And here’s a screenshot of the result:

As you can see, there are discontinuities in the normals around the mesh. I have a nasty suspicion this is caused by rounding errors in the builtin GLSL sin() and cos() functions used in the parametric sphere function, but this may not be the root of the problem. Is there any way of fixing this while still using the current normal-estimation technique? Alternatively, is there a better way of calculating normals, maybe working-out the perlin derivatives directly (no idea how I’d go about this, sadly). Also, would it be possible to somehow cut out the sphere function, and use a sphere primitive as a base for the noise, and still somehow calculate working normals?
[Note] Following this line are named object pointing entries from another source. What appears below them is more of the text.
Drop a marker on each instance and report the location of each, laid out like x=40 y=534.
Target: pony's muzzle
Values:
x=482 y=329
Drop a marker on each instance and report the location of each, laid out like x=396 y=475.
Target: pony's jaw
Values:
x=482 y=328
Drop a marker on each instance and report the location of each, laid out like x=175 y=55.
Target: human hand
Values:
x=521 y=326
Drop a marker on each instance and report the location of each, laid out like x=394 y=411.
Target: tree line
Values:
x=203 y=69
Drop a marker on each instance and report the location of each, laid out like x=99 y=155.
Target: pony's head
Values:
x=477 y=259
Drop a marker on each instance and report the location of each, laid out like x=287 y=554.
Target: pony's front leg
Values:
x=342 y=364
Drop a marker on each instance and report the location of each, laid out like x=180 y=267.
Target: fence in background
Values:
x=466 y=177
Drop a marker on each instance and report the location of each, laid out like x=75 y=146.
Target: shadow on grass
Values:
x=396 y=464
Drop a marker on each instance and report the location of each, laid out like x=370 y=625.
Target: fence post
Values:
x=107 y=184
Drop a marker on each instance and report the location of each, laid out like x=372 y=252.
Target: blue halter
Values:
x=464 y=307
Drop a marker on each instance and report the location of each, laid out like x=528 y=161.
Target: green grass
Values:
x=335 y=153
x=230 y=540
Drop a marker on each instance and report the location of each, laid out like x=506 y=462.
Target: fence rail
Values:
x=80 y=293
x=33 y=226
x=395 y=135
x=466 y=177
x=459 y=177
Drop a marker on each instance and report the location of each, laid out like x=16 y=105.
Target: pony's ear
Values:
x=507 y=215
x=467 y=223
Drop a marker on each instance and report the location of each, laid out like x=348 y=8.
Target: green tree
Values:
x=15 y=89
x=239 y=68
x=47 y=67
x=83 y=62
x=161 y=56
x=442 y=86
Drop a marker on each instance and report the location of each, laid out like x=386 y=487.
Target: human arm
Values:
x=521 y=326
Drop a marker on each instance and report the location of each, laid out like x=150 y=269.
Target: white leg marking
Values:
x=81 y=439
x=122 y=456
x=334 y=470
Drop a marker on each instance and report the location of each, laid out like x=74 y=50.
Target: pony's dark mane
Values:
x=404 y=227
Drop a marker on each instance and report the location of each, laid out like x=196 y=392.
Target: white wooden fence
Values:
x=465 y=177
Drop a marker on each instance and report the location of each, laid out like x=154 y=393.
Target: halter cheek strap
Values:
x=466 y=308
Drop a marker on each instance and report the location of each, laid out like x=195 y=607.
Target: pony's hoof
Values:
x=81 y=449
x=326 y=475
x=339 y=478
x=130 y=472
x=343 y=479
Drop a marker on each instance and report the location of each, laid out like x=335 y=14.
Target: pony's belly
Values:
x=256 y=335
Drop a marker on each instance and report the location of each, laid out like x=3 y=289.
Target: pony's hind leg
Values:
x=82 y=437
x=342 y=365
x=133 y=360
I guess this would make the whole thing more efficient.

Frustratingly, I’ve seen normals calculated using this technique and a similar vertex noise shader in HLSL, and it seems to work flawlessly. What am I doing wrong?

I’m a relative newbie to shader-coding, so any advice on how to proceed very gratefully accepted.

Thanks again,

a|x
http://machinesdontcare.wordpress.com

Incidentally, having done some more tests, I don’t think it’s the perlin noise that is at fault here. If I take noise out of the shader completely, so I’m just creating a spherical mesh from a flat grid using the parametric sphere function, and attempt to estimate normals in the same way, I get the same problem.

Here’s a couple of examples of the lighting effect (based on the Velvet shader, from the NVIDIA Shader Library, incidentally)

And here I’m simply returning the normals after transformation by the gl_NormalMatrix

You can still clearly see the seam, along with a weird error at the top of the mesh.

I think I’ve also eliminated the lighting equation itself from my enquiries.
If I use a standard sphere primitive, and it’s normals, and don’t do any vertex-displacement, I don’t get the problem.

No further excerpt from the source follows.